В той же книге Дэн Ариели описывает эксперименты, в которых была предпринята попытка изолировать эффект опасения наказания от плохого самоощущения из-за собственной лжи. Так, части испытуемых перед экспериментом сообщали, что обычно люди успевают найти примерно четыре пары чисел (что правда), а другой части говорили, что в среднем находят примерно восемь пар (что неправда). Если проблема была бы в том, что люди боятся наказания, то во второй ситуации приврать и сказать, что тоже нашел восемь пар, кажется безопасным. Но нет: выясняется, что в обоих случаях люди привирали одинаково — в среднем говорили, что нашли шесть пар чисел. То есть участники эксперимента, найдя в среднем четыре пары и думая, что они просто плохо справились с заданием, привирали, но не сильно. Так что не страх наказания останавливает людей от того, чтобы сильно соврать, а внутреннее ощущение.

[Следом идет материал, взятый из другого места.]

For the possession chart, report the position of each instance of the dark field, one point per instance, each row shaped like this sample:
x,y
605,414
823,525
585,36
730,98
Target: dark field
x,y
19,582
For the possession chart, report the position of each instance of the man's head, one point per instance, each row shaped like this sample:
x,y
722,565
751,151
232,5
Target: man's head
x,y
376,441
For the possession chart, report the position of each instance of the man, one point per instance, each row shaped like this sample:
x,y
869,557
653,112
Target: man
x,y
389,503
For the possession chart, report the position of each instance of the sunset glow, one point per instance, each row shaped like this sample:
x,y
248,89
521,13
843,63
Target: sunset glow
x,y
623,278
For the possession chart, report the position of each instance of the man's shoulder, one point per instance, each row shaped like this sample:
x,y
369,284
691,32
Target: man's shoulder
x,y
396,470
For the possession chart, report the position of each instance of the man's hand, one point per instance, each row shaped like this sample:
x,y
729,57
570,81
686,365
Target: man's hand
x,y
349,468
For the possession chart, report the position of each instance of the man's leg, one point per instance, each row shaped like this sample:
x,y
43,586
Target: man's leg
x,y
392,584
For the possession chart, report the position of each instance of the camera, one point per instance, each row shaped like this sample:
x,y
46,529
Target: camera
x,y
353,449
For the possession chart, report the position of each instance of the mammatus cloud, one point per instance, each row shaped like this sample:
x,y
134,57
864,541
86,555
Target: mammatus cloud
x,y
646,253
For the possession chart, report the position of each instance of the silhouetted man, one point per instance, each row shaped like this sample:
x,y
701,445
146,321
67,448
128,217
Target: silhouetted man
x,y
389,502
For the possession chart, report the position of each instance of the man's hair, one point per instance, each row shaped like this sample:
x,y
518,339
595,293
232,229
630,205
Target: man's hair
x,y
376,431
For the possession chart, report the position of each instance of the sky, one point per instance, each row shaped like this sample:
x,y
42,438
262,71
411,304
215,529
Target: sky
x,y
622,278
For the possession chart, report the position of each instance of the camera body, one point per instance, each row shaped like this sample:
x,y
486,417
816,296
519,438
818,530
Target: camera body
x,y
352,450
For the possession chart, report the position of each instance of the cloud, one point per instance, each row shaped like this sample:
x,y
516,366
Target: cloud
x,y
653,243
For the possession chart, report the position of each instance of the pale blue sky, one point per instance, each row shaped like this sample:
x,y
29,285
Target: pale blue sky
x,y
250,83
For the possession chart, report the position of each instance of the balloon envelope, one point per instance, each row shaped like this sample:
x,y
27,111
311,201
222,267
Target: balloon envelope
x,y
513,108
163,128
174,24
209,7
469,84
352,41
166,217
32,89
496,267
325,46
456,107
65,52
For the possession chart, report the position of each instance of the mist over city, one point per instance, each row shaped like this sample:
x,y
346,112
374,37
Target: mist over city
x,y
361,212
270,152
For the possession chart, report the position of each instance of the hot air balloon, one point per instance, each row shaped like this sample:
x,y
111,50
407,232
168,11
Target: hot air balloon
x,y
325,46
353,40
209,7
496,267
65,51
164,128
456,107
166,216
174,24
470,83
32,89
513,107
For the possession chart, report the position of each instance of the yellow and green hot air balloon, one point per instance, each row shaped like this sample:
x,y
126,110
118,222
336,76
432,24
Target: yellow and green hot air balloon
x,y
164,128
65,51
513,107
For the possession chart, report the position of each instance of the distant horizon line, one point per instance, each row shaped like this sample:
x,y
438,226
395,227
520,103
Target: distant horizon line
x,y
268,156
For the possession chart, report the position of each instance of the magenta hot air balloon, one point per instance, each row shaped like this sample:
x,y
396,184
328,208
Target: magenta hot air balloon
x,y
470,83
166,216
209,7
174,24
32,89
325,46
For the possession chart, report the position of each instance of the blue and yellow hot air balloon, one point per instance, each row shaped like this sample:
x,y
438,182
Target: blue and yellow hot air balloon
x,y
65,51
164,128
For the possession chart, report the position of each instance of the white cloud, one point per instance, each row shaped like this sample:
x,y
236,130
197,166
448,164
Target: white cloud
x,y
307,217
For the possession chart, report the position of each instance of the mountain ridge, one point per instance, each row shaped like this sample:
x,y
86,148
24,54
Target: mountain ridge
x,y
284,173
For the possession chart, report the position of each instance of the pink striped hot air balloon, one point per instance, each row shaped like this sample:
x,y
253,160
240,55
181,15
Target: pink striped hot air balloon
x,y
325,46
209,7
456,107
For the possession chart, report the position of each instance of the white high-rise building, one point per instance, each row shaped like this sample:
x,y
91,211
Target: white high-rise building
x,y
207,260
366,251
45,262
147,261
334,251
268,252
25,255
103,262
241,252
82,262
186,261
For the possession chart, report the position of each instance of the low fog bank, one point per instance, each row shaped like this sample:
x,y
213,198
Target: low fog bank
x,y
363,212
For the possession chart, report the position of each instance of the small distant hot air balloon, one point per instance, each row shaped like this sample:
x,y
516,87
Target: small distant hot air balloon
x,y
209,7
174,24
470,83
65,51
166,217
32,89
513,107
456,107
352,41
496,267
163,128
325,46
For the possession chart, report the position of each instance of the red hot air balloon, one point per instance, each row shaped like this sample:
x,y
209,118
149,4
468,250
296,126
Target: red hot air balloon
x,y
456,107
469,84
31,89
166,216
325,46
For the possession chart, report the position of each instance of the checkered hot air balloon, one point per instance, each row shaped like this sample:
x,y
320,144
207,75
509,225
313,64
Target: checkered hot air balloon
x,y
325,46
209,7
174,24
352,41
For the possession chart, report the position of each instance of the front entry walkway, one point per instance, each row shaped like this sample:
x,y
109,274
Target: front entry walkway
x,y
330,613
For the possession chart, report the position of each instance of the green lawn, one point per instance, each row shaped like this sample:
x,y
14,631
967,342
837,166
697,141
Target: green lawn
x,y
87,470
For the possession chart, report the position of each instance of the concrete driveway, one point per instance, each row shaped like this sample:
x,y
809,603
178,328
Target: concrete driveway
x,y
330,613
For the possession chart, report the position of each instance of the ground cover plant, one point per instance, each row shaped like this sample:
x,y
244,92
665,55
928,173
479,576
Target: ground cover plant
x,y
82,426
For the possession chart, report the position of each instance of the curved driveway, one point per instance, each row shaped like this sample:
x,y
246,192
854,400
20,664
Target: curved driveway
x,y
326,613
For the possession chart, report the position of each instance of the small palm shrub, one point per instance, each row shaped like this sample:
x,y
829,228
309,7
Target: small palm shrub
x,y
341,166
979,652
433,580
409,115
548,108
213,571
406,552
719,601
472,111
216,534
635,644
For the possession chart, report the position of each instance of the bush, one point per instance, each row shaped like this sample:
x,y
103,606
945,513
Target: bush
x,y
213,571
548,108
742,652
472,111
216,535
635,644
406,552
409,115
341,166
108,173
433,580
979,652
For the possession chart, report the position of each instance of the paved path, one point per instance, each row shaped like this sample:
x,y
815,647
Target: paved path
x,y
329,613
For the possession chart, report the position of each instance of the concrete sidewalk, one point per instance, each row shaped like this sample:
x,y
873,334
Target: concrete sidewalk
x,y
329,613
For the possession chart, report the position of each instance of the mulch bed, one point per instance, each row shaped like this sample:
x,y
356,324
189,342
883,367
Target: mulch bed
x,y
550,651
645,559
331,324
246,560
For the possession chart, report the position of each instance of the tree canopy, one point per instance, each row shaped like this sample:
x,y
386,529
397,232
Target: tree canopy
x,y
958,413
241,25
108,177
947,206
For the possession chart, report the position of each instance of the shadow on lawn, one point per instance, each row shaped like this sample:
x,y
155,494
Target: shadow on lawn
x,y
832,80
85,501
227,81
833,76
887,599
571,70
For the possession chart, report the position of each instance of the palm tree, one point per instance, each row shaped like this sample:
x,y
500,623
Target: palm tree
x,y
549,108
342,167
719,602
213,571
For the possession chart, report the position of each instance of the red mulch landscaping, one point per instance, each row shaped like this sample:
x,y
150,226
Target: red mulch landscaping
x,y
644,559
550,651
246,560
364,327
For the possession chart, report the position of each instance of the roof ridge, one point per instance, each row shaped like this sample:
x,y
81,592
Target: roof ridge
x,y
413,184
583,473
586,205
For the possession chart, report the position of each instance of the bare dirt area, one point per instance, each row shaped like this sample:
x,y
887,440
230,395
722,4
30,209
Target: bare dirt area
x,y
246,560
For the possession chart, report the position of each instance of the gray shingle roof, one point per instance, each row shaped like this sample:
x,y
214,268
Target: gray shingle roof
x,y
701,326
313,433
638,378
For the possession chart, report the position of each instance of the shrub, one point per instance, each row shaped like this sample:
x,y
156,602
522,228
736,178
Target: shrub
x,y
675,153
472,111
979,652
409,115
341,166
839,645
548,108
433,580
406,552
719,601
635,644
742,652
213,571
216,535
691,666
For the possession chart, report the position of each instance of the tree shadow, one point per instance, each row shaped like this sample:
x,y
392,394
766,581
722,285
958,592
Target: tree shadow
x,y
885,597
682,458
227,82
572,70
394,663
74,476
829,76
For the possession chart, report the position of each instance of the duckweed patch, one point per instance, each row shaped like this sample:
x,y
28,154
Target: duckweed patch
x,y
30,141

В рамках другого эксперимента двух разных ассистентов просили доехать на такси из точки А в точку Б и настаивали на оплате строго по счетчику. Так делали много раз, чтобы накопить большой объем данных о том, сколько с них возьмет таксист за поездку по одному и тому же маршруту. Экспериментатор, естественно, знал, что поездка должна стоить 25 шекелей. Маленькая деталь: один из ассистентов экспериментатора был незрячим, ходил с белой тростью, и таксисты понимали, с кем имеют дело. Кого больше обманывали? Незрячий ассистент в среднем платил меньше за одну и ту же поездку. Хотя обмануть его, естественно, легче: таксисту было очевидно, что человек не видит счетчика. Они выключали счетчик немного заранее, чтобы незрячий студент платил меньше. Так выясняется, что людям свойственно желание чувствовать себя хорошими.

Еще одно обстоятельство: людям свойственно приворовывать деньги меньше, чем все остальное. В другом эксперименте из этой же книги в холодильнике общежития оставляли несколько банок с колой — через три дня их уже не было. А в контрольной группе вместо банок клали на холодильник долларовые купюры — и они почему-то оставались лежать на своем месте. Взять с холодильника чужую долларовую купюру никому в голову не приходило, а вот выпить чужую колу было легче.

Что нам делать с нашим враньем?

Пассажир советского троллейбуса мог обратиться к другому с просьбой «Копеечку не опускайте». Что это значило? В конце советской власти проезд в троллейбусе стоил четыре копейки. Кондукторов не было, стояли кассовые машинки, куда нужно было опустить монетки и самому оторвать билетик. Соответственно, просьба не опускать копеечку означала, что у меня только пятачок и я хочу получить обратно копейку, а другой человек как раз пытается опустить три копейки и одну копейку. Потом эти кассы заменили сначала на компостеры для талончиков, которые обычно приобретали заранее, а потом на турникеты, которые затем сняли. Почему исчезли кассы? Потому что стали воровать. Почему исчезли турникеты? Потому что выяснилось, что издержки на то, чтобы все ходили через турникет, больше, чем выгода от того, что меньше воруют.

Между экспериментальной экономикой и психологией очень тонкая грань. Среди прочего экономисты пытаются понять, что надо предпринять, чтобы люди меньше врали. Например, оказалось, что если повесить над кофемашиной фотографию пары внимательных глаз, то люди будут меньше воровать капсулы. Такой способ придумали психологи, но экономисты тоже могли бы догадаться.

Экономисты, не работающие с настоящими данными, либо генерят их с помощью экспериментов, либо строят теории. И то и другое — разные подходы к тому, чтобы привыкнуть жить с мыслью, что все мы немножко привираем, когда нам это выгодно. Надо просто отдавать себе в этом отчет и, если нужно создать какой-то механизм, иметь это в виду.

Литература

  • Ариели Дэн. Вся правда о неправде. Почему и как мы обманываем. М.: Манн, Иванов и Фербер, 2013.
  • Vickrey W. Counterspeculation, Auctions, and Competitive Sealed Tenders // J. of Finance. 1961. V. 16. Р. 8–37.